For years, a standing joke was that Idaho had three capitals – Salt Lake City, Boise, and Spokane. The gag referred to the influence that Salt Lake City and Spokane had on Idaho. The jab got under the collective skins of CDA’s movers and shakers, particularly those responsible for the daily production of the Coeur d’Alene Press. In an editorial published 25 years ago (Oct. 12, 1997), the Press claimed that the northern capital was no longer Spokane, if it ever had been. The economic and population growth of Coeur d’Alene and Kootenai County, the editorial huffed, had pushed the northern capital “fully within the borders of the Gem State.” The edit sounded defensive at the time, particularly to this journalist who was working for the Spokane paper. But who can argue with its sentiments now?
Dreamin’ of Xmas
You may know that Bing Crosby, the entertainment superstar who died 45 years ago this week (Oct. 14, 1977), owned a summer home on Hayden Lake. But did you know that the notes of his mega-hit “White Christmas” were inscribed on the home’s drapes – red on white? Ron Hodge, a CDA native and long-time Benewah County coroner, once saw them while visiting Jim Sutherlamd. The former WSU football coach (1956-63) owned the place after Crosby. The crooner sold the house, built in 1952, after his first wife died. In October 1982, the Press reported, Crosby’s son, Phil, had bought it for $500,000.
· Poet’s Corner: They’ll be swarming sometimes/when we are out walking;/we suspect it’s for romance,/but the aphids aren’t talking – The Bard of Sherman Avenue (“Ash Aphids”).
· Bumpersnicker (on an old silver Chevy truck with blue trim in the drive-through line at CDA’s Walgreens (Friday, Oct. 7): “You can’t fix stupid but you can numb it with a 2X4.”
· Fifty years ago today (Oct. 16, 1972), two new earth science teachers at CDA Middle School were pictured in the Press – Terri Wilson and Larry Schwenke. Before he retired 35 years later in 2007, Larry would coach the girls’ softball team to 12 straight state titles, serve as athletic director at CHS for 14 years, and be inducted into four halls of fame. Good hire.

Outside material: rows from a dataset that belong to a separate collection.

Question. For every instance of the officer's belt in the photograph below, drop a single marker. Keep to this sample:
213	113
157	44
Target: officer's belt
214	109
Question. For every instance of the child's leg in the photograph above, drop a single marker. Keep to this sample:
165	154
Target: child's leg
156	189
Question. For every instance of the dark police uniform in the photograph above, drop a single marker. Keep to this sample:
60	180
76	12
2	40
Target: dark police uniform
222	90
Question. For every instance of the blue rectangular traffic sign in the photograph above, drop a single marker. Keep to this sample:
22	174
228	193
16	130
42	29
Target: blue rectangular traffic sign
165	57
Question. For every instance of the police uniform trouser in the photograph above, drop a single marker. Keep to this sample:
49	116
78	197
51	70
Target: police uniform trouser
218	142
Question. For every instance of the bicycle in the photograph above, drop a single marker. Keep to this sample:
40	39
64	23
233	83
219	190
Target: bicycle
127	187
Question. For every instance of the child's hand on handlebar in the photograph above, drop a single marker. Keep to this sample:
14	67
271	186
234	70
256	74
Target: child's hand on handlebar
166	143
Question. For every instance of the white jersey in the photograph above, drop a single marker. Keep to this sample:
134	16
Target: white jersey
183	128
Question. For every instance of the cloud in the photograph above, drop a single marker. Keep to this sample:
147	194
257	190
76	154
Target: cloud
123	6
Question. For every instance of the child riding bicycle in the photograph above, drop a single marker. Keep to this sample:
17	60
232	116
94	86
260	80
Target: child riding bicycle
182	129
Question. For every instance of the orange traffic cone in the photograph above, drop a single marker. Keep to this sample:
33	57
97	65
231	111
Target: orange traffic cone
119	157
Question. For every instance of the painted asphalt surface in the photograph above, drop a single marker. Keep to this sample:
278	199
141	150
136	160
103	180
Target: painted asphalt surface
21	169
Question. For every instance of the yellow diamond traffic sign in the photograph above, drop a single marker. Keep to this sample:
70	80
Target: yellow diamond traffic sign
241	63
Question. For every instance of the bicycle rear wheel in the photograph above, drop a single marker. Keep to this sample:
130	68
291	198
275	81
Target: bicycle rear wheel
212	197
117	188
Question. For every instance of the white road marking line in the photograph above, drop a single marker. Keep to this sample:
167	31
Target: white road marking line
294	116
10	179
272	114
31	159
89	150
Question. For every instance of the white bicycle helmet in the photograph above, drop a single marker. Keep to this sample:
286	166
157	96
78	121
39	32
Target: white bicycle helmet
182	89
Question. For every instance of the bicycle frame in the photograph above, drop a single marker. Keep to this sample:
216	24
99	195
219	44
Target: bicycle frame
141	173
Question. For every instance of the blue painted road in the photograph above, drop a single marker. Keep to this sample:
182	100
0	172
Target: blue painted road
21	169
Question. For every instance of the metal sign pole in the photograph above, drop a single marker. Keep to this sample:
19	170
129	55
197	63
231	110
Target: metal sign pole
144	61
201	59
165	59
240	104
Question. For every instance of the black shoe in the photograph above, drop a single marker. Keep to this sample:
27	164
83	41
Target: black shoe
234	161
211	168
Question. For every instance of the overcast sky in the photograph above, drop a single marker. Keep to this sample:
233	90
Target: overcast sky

· If you have a 1963 CHS yearbook, you might know that Linda Buroker was chosen queen for the homecoming game against Sandpoint 60 years ago. And that Carolyn Nelson, Maxine Howard, Marilyn Arnold, and Marg Berg comprised her court. But you would have to read the Press of Oct. 13, 1962, to identify Queen Linda’s escort that night: Charles Nipp. Charlie, of course, and partner Steve Meyer, would become major developers of local medical facilities and businesses.
· The “new” Post Falls bridge over the Spokane River opened with fanfare 50 years ago (Oct. 12, 1972). Someone dubbed that Thursday as “a truly joyous occasion.” And Congressman Jim McClure delivered the guest speech. A fatal accident in early 1971 had knocked out a portion of the old bridge, cutting off the south side of the river from Post Falls proper.
I now realize that this is a squirrel-eat-squirrel world. Case in point. I was walking my Beagle, Huckleberry, along McFarland Avenue, near 13th Street, when I noticed a man staring at something on a utility pole. He was muttering to himself: “I’ve never seen anything like that. It was awful.” He directed my attention to a spot halfway up the pole. There, a squirrel was packing the carcass of another squirrel skyward. A lover carrying off the body of its beloved? No, the man said. He’d watched the live squirrel kill the other and then begin to eat it. As I watched the carnage, the stranger walked off, shaking his head. “Maybe,” I thought, “the animal kingdom is crazier than the human one. Or not.